Amir Hossein Ansari (KU Leuven, imec)
Kirubin Pillay (University of Oxford)
Ofelie De Wel (KU Leuven, imec)
Anneleen Dereymaeker (KU Leuven)
Katrien Jansen (KU Leuven)
Alexander Caicedo (Universidad del Rosario, Bogotá, Colombia)
Jan Vervisch (KU Leuven)
Sabine Van Huffel (KU Leuven, imec)
Gunnar Naulaers (KU Leuven)
Maarten De Vos (University of Oxford)


Abstract:
Sleep stage analysis provides valuable information about the maturation progress and brain development in preterm and term babies [1], [2]. Accordingly, in neonatal brain monitors, an automated sleep stage classifier can play an important role to improve potentially the quality of monitoring and consequently the treatment.
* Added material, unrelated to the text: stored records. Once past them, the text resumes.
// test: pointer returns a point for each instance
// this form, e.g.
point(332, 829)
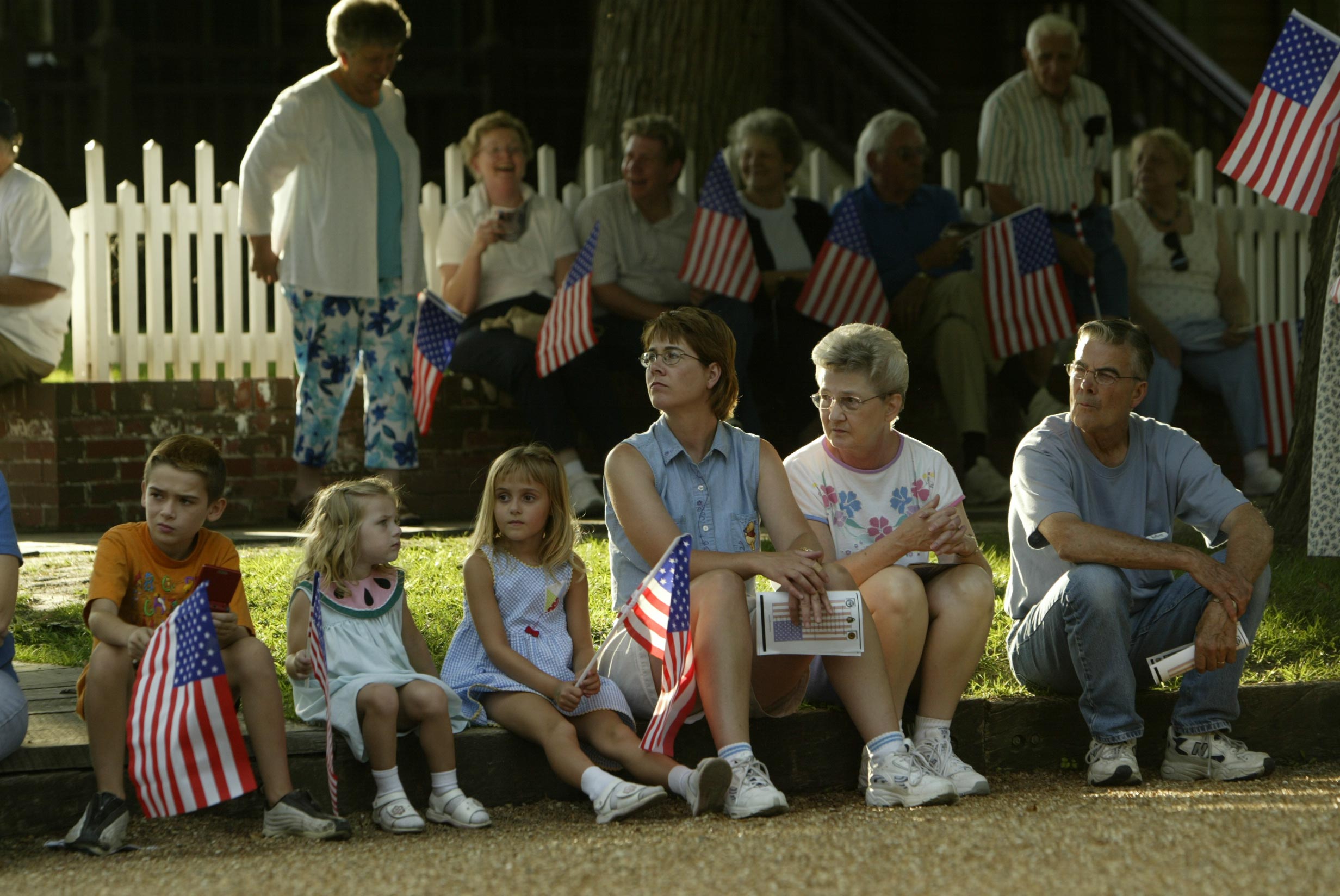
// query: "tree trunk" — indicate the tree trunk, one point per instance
point(703, 62)
point(1289, 509)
Recently, we introduced a deep neural network for EEG quiet sleep detection in preterm newborns [3]. In the current research, we redesign the architecture of that network in order to be able to classify the two sleep stages of preterm babies with higher accuracy, as well as the four sleep stages of term neonates. Our previously developed deep convolutional neural network has been improved using more filters in the convolutional layers, as well as employing dropout and batch-normalization layers. Then, this deep 12-layer neural network was trained by an advanced back-propagation optimizer, Adadelta [4], with 70 multi-channel EEG recordings of preterm and term neonates. As a result, in addition to the detection of quiet sleep periods in preterm and term babies, this network is able to classify the four term neonates’ sleep stages: 1) trace alternante, 2) high-voltage slow-wave, 3) active sleep type I, and 4) low-voltage irregular. The proposed algorithm has significantly better performance with respect to different metrics including sensitivity, specificity, and kappa compared to our previously developed algorithms, as well as considered state-of-the-art methods, which have been trained and tested on common datasets. The proposed method is also suitable for real-time monitoring.